When we rented the DVD from Blockbuster, it was as if we had made their wildest dreams come true. Their teeny little bodies were literally wriggling, and they fought over clutching the DVD case at the store. They sang the entire way home, in perfect unison, songs that I would be singing myself a few hours later, and songs that I am singing as I type this and will be singing as I birth my future children and will continue to sing to the elderly dudes that will hit on me in the nursing home. In sum, HSM is dippy, predictable, and perfect for kids/people who secretly like dippy, predictable musicals.


OMG WHAT??

But that’s not all that’s good about High School Musical. It’s no secret that Disney is one of the most progressive corporate giants in terms of social equality and civil rights, and sometimes you can see this attitude trickle down into even their shiniest, most G-rated products. Troy (Zac Efron) is East High’s star basketball player who discovers that he has a whole other dormant talent, a sweet little voice that comes out magically sounding as if it’s been put through a thousand machines! At the same time, Gabriella (Vanessa Anne Hudgens) is a brainy transfer who just wants to remain anonymous at East, but realizes suddenly that she also loves to belt out pop tunes! The two stand up in the face of Drama Queen and King (well, maybe Drama Queen and Queen), Sharpay (Ashley Tisdale) and Ryan (Lucas Grabeel), and sign up for auditions for the school’s winter musical.

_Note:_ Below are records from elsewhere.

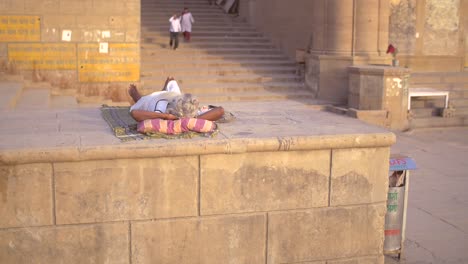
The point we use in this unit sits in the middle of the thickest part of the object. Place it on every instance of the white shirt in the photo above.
(186, 21)
(175, 24)
(157, 101)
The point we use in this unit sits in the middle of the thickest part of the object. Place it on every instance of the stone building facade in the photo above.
(88, 45)
(430, 35)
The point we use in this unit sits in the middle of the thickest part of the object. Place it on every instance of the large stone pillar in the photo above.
(379, 95)
(356, 33)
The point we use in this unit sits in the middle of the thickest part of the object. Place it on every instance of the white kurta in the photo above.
(157, 101)
(187, 21)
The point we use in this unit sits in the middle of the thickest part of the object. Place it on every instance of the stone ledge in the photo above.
(173, 149)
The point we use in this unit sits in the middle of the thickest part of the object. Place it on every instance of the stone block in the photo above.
(112, 190)
(132, 35)
(107, 243)
(326, 233)
(76, 7)
(133, 7)
(233, 239)
(40, 7)
(93, 21)
(102, 7)
(12, 7)
(51, 35)
(264, 181)
(57, 22)
(117, 22)
(359, 176)
(26, 195)
(361, 260)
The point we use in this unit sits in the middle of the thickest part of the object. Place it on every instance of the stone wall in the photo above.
(84, 44)
(430, 34)
(308, 206)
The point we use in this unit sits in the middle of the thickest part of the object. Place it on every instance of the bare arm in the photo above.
(140, 115)
(213, 115)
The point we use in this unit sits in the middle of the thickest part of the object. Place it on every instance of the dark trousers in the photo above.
(187, 36)
(174, 39)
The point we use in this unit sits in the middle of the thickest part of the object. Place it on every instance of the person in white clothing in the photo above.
(174, 30)
(186, 21)
(170, 104)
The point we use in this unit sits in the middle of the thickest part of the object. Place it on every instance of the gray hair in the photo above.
(184, 105)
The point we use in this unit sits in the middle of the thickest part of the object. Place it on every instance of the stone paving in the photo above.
(437, 224)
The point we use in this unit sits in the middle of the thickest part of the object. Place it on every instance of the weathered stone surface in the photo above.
(26, 195)
(359, 176)
(78, 244)
(442, 27)
(264, 181)
(113, 190)
(402, 27)
(235, 239)
(361, 260)
(325, 233)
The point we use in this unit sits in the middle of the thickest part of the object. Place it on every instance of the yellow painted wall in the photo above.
(32, 39)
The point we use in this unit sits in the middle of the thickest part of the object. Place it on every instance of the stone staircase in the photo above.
(426, 110)
(227, 60)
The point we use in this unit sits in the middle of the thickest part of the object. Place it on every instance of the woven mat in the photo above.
(125, 127)
(121, 122)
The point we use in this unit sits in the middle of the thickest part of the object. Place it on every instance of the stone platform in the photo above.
(284, 183)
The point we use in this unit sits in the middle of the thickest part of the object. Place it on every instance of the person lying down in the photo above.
(170, 104)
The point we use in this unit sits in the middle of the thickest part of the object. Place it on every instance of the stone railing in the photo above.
(288, 200)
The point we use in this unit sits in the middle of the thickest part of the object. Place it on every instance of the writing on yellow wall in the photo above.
(43, 56)
(120, 64)
(20, 28)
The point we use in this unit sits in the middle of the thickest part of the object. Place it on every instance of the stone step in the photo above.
(458, 102)
(227, 22)
(151, 64)
(184, 51)
(254, 96)
(458, 93)
(63, 101)
(219, 71)
(198, 33)
(461, 111)
(245, 79)
(234, 88)
(425, 112)
(163, 38)
(438, 77)
(157, 12)
(164, 46)
(146, 28)
(11, 92)
(439, 122)
(169, 56)
(34, 98)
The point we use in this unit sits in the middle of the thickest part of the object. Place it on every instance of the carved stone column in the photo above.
(379, 95)
(356, 33)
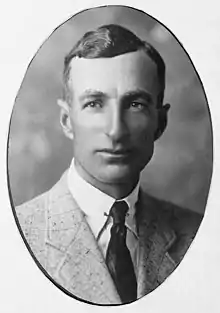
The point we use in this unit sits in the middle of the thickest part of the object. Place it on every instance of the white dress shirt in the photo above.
(96, 206)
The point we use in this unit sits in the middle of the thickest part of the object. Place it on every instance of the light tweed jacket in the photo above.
(60, 240)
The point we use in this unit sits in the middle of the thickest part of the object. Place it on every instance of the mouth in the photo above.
(118, 154)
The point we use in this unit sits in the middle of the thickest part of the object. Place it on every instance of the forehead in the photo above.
(114, 76)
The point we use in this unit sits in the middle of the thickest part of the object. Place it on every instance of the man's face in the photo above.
(113, 115)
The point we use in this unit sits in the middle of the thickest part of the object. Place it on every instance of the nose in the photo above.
(117, 128)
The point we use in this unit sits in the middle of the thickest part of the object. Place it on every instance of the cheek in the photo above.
(142, 129)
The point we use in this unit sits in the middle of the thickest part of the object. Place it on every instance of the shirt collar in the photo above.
(96, 204)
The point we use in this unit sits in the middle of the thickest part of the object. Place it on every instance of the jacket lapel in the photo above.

Sometimes HSM appears to look like other movies, but that's just a coincidence.

This throws everyone for a loop. Jocks aren’t supposed to be into the theater and scholastic decathletes aren’t supposed to be into jocks. Other kids at the school begin to bring out their secret passions as well that don’t fit perfectly with their clique’s stereotypes. The emergence of athletic bakers, brainy hip hop dancers, and stoner cellists (stoner cellists!!) throw everyone off, and the rest of the student body attempts to squash this threat to their happy homogeneity.


WE ARE BASKETBALL PLAYERS WHO SING AND DANCE ABOUT HOW MUCH WE HATE SINGING AND DANCING. BOOYA!

It seems like a pretty standard message, but it’s one that, I think, is a little more accessible than the Ugly Duckling Named Cinderella theme that kids always get spoonfed. Troy and Gabriella don’t need makeovers to accomplish their goals, they just need all of their friends to get over themselves and stop pigeonholing everyone. WELL I WON’T RUIN IT FOR YOU but let’s just say that there aren’t just auditions to conquer, there are championship basketball games and scholastic decathlons, all at the same time. And nobody goes home unhappy.


Don't worry, you're supposed to think they're ridiculous.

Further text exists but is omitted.